Does the blues scale always have to strictly be a tonic followed by a minor 3rd followed by a perfect 4th followed by a diminished 5th followed by a perfect 5th followed by a minor 7th?
Scales tend to reflect reality. It's not that someone once came up with a theory from thin air. Notes that sound good together get put together in ascending/descending order to be called scales. To an extent it's what humans do. Then players can think along the lines of 'if I want that sound, I can use that set of notes and it'll largely work'.
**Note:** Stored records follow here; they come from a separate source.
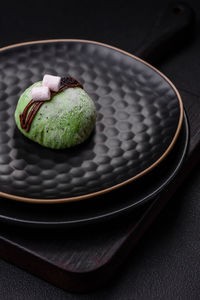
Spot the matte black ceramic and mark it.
[0,112,189,228]
[0,40,183,203]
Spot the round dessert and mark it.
[15,75,96,149]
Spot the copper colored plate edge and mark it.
[0,39,184,204]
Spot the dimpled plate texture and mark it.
[0,41,180,199]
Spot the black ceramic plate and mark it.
[0,40,183,203]
[0,113,189,228]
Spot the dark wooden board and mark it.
[0,87,200,292]
[0,4,200,292]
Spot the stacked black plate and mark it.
[0,40,188,226]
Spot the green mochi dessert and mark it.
[15,81,96,149]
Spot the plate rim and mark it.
[0,39,184,204]
[0,112,190,229]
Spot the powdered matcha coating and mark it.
[15,81,96,149]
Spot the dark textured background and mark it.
[0,0,200,300]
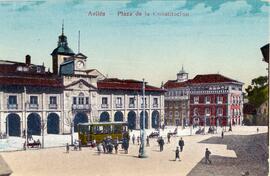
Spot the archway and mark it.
[99,111,110,122]
[152,110,160,128]
[47,113,59,134]
[140,111,148,129]
[73,112,88,132]
[27,113,41,135]
[6,113,21,136]
[128,111,136,130]
[114,111,124,122]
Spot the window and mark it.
[217,96,223,104]
[8,95,17,105]
[85,97,89,104]
[194,97,199,104]
[73,97,77,104]
[129,97,135,105]
[217,108,223,116]
[193,108,199,116]
[50,96,57,104]
[204,108,210,116]
[116,97,122,105]
[102,97,108,104]
[205,96,210,104]
[153,98,158,105]
[30,96,38,105]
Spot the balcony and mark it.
[128,104,135,108]
[72,104,90,110]
[7,104,18,109]
[101,104,109,108]
[141,104,147,108]
[49,104,57,109]
[153,104,158,108]
[29,104,38,109]
[115,104,123,108]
The Blues scale reflects those notes used a lot in blues, obviously. Using the pentatonic notes plus one. However (there's often a however) - there are other notes which also get used a lot in blues. Thus, there is a minor blues scale, as you say, and also a major blues scale. And many times, players will flit from the notes in one to the notes in the other.There's also that microtonal factor, especially with 3rds and 5ths, which is difficult to write in normal Western musical language - playing 'in the cracks'.
So, yes, the minor blues is as you say - in A: A,C,D,Eb,E and G, but also the major blues. In A: A,B,C,C#,E,and F#. (The major blues uses notes from the relative major). Actually, by the time you've put all those notes together to make a 'full blues' scale, it's probably easier to state which notes from the chromatic scale AREN'T in there!